Los padres, que han mostrado preocupación por la existencia de una base de datos con los nombres de sus hijos que ahora no saben en qué manos está, aseguran que "las causas internas son, al parecer, que la Federación Regional, cuya sede está en Gran Canaria, quiere ejercer el control de las actividades que hace la Federación de Tenerife y por ello ha cesado a la presidenta insular, ha paralizado también otros programas en marcha y ha puesto una Gestora".
Para estos afectados, "el servicio funcionaba muy bien y los monitores desarrollaban un magnífico trabajo.
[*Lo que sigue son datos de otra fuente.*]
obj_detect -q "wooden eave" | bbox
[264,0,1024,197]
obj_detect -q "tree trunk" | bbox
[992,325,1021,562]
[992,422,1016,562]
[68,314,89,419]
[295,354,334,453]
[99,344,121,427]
Pagábamos 37 euros al mes por dos clases de un cuarto de hora cada una a la semana, pero esos 15 minutos el monitor estaba con un solo niño. Nos hemos reunido casi sin querer en los columpios que están frente del hotel y empezamos a movernos".
Once despidos.- Una de las monitoras que resultó despedida indicó a este periódico que "me enteré porque a una compañera le llegó un burofax a casa diciendo que se cumplía el contrato. Me puse en contacto con la Comisión Gestora y me lo confirmaron de muy mala manera diciendo que les daba igual, que había irregularidades y una manera de cambiar era despedir a los trabajadores porque no tenían acceso a las cuentas. El documento llegó el 26 de septiembre y el fin del contrato era el 30, pero estábamos indefinidos y nunca nos dijeron nada antes. Las tres llevábamos unos dos años y pico en esta labor. Han despedido a once trabajadores de los quince que conformaban la plantilla del Hotel Escuela, el Cidemat o la piscina de la Casa Cuna, más algunos monitores de cursillos. Tres que eran fijos se han quedado y a otro monitor no se localiza. La coordinadora del proyecto nos ha dicho que también la han echado, pero la federación lo niega. De momento vamos a llevar el tema por lo laboral y el día 30 tenemos una entrevista con ellos".
El origen.- Fue en el año 2005 cuando comenzaron los cursillos con 70 bebés. La gran demanda hizo que el número no parara de crecer y la actividad se mantuviera todo el año después del convenio alcanzado entre la Federación Tinerfeña de Natación y el Hotel Escuela Santa Cruz para utilizar la piscina de esta última instalación. Tres monitores, especializados en el trato con los niños, coordinados desde entonces y hasta ahora por Luisa Armas, impartían los cursos. Las buenas condiciones de la piscina, climatizada y al abrigo del edificio, permitía mantener las actividades durante todo el año, aunque la mayor demanda se daba en verano y los padres, en líneas generales, quedaban muy satisfechos de los resultados. Ahora aparece la sombra de la desaparición del servicio.